When my husband and I got married, we asked Father Richard Lawrence at St. Vincent de Paul to perform the ceremony. I was familiar with Father Lawrence, not only because he had gone to elementary school with my mom and high school with my dad (Smalltimore!), but because as a City Hall reporter I had seen him passionately fight for the rights of unhoused people. I also knew that he and his parish were staunch supporters of LGBTQIA+ people.
Just a few weeks after our wedding, Father Lawrence gave an eloquent homily in defense of same-sex marriage — flagrantly violating the archdiocese’s orders on the subject. Church doctrine has changed dramatically over the years, Father Lawrence pointed out, and the teachings on this topic will likely evolve as well.
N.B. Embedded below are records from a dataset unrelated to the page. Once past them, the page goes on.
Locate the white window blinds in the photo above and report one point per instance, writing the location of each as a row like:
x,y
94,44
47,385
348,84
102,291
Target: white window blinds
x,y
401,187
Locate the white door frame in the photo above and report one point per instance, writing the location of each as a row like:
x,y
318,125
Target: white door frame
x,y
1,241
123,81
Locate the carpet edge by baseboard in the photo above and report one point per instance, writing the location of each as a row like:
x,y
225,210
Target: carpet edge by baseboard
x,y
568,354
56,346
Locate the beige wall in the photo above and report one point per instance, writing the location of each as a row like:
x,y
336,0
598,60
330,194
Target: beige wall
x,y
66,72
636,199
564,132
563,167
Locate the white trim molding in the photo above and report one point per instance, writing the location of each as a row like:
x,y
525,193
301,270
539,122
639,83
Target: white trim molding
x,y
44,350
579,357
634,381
Members of the clergy like Father Lawrence made me feel like I had a home in the Catholic Church. But that generation of liberal Catholic leaders is dying off, and hundreds of thousands of laypeople, like me, no longer feel comfortable calling ourselves Catholic. In the middle of the last century, more than 250,000 Catholics worshipped in the city, yet just 5,000 to 8,000 attend Mass at city churches today.
For the past six years, I’ve been on a quest to find a new church. My husband and I have brought our three children to progressive Presbyterian, Episcopal and Lutheran churches. I like their doctrines. I appreciate their rainbow flags and their commitment to social justice. We’ve met wonderful ministers and congregants at these churches.
And yet none of these churches quite feels like home. I find myself longing for the Catholic Church, and for the connection I feel to my family and to my past when I sing the familiar hymns. Last weekend, as my sister and I joined the congregation of Corpus Christi for their second-to-last Sunday morning Mass, I burst into tears as we sang, “Be Not Afraid.”
It was a day for tears in the church. Father Martin Demek’s voice cracked as he spoke of his love for his congregation at Corpus Christi, which is being folded into a new parish seated at The Basilica of The Assumption. Young people dabbed their eyes as they read tributes to the women who had led faith formation classes.
Corpus Christi will still be open for weddings, campus ministries for nearby universities and, beginning in January, a Sunday evening Mass. But it will no longer be the standalone parish my grandfather and his siblings knew.
As we prepared to leave Corpus Christi on Sunday, I inhaled the familiar scent of just-extinguished altar candles. I thought about all the Scharpers who had walked across the church’s mosaic-tiled floors.
I thought about the many Catholics and former Catholics who feel alienated, betrayed or abandoned by the church. The many parishes preparing to celebrate their final Masses. The priests and parishioners bracing for change.
In this season of darkness, as we prepare for Advent, it’s a time to reflect, and hope, that the church will bring forth a brighter future.